IBM Watson AIOps basiere auf der neusten Version von Red Hat Openshift und sei somit auch für den Einsatz in hybriden Cloud-Umgebungen geeignet. Mit AIOps liesse sich die Identifikation, Diagnose und Reaktion auf IT-Anomalien automatisieren. Damit sollen Kosten gesenkt, ungeplante Downtime verhindert und die Widerstandsfähigkeit einer IT-Infrastruktur gestärkt werden, so IBM.
AIOps lasse sich mit Technologien wie Slack oder Box kombinieren und so in die Arbeitsabläufe integrieren. Der Service könne auch zusammen mit traditionellen IT-Überwachungslösungen wie Mattermost oder Servicenow betrieben werden.

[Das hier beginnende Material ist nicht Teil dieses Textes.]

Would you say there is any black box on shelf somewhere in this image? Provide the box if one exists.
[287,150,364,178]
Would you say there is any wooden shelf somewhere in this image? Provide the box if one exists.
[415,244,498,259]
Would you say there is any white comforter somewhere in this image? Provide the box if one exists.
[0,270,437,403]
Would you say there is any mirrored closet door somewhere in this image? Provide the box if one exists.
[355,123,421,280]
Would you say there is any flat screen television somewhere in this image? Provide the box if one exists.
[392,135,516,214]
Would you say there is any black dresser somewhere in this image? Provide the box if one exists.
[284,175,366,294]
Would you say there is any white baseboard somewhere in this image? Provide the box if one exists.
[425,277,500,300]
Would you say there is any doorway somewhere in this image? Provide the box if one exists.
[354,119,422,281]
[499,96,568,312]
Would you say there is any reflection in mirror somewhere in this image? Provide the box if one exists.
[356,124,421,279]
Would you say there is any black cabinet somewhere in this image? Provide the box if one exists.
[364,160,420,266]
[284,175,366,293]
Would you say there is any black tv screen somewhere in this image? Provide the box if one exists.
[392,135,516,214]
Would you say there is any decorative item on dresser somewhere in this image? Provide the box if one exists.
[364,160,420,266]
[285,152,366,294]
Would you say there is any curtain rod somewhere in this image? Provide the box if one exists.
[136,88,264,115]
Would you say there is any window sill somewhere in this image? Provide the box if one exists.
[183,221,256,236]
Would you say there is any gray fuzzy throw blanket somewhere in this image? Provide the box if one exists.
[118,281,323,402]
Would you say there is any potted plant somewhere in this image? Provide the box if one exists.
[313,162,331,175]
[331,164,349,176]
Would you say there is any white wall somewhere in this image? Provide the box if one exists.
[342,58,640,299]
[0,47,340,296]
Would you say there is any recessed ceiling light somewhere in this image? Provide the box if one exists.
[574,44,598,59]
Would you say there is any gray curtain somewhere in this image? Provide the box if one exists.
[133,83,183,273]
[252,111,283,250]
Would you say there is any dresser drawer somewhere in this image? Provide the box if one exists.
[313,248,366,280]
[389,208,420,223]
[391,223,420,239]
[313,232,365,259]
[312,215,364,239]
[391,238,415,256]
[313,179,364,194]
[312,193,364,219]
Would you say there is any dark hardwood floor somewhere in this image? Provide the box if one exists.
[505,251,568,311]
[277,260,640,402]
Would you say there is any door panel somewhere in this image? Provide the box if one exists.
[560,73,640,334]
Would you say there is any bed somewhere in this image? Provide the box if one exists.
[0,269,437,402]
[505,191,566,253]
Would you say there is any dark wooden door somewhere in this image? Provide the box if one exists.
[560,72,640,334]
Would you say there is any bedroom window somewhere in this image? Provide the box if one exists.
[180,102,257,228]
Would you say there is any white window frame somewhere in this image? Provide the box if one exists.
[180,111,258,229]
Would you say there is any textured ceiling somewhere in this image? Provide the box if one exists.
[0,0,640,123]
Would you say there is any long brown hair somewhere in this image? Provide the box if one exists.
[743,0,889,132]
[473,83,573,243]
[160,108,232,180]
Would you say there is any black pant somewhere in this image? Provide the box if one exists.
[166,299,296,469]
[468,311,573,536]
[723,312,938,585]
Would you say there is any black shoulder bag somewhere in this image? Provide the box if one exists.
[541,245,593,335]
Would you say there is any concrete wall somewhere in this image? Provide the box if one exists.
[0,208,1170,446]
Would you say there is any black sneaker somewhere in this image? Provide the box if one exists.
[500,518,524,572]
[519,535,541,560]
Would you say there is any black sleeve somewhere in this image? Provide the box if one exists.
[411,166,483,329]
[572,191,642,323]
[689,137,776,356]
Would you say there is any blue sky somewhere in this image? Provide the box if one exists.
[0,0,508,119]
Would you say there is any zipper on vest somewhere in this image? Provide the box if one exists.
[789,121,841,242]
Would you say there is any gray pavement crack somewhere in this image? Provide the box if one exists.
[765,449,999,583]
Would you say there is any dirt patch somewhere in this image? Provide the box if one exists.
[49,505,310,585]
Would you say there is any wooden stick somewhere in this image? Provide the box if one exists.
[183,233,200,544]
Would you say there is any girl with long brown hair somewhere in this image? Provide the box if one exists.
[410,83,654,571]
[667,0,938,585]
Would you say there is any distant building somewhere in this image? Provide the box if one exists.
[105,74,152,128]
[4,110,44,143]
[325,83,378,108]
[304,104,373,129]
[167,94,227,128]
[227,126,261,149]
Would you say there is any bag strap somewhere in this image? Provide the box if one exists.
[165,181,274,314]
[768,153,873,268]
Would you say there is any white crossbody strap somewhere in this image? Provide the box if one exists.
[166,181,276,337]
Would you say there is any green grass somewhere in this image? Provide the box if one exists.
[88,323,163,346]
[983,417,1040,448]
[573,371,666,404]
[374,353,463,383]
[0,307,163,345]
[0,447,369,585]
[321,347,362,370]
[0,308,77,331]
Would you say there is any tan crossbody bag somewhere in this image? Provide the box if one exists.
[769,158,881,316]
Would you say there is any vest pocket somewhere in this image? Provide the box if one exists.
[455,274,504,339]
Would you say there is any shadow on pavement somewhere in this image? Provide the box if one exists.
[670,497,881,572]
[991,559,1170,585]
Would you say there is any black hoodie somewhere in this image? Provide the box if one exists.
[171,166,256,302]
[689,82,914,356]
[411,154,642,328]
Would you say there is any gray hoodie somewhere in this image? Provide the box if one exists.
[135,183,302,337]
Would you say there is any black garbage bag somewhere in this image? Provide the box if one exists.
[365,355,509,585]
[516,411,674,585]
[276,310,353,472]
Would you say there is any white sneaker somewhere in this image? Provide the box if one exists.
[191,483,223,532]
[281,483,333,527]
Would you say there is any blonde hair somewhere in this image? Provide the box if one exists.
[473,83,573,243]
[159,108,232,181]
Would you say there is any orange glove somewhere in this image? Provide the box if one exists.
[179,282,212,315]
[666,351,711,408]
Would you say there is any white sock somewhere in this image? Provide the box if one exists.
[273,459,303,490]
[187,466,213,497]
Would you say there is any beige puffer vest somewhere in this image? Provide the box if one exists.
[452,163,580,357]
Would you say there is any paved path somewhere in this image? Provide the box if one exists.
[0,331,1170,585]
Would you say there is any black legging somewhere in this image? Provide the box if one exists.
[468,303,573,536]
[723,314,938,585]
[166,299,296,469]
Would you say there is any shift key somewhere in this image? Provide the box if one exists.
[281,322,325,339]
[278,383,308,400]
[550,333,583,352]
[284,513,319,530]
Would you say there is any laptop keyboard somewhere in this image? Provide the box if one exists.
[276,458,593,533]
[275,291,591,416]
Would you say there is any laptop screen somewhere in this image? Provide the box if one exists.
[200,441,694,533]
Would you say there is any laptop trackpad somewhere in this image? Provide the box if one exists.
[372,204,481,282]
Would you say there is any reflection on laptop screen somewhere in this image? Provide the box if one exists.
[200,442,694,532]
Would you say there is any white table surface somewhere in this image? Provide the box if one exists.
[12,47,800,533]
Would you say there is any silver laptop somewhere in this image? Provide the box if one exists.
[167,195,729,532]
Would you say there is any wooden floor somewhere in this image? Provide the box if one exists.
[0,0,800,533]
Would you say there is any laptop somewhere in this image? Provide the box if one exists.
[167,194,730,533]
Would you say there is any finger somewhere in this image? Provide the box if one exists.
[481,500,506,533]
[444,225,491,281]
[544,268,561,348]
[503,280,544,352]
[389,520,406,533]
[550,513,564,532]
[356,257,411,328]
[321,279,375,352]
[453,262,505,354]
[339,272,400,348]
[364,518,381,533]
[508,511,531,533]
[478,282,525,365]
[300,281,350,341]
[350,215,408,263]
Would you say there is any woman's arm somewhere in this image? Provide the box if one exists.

Edge-Lösungen für das 5G-Zeitalter

Telcos, so glaubt "Big Blue" befinden sich am Übergang zu Edge-Computing und 5G. Mit einer Reihe neuer Services und Produkten wollen IBM und Red Hat diese Kunden bedienen. Dazu gehört unter anderem der Edge Application Manager, der sich zur Überwachung von Analyse- und IoT-Workloads eigne. Der IBM Edge Application Manager basiere auf dem Open-Source-Projekt Open Horizon und könne bis zu 10'000 Edge Nodes gleichzeitig verwalten.
Der neue IBM Telco Network Cloud Manager diene einer schnellen und automatisierten Orchestrierung von virtuellen und Container-Netzwerkfunktionen. Workloads können sowohl auf Red Hat Openshift als auch auf der Red Hat Openstack-Plattform verwaltet werden. Daneben startet IBM ein neues dediziertes IBM-Team speziell für Edge Computing und Telco-Clouds. Dieses soll Kunden beim Aufbau von 5G- und Edge-fähigen Lösungen unterstützen.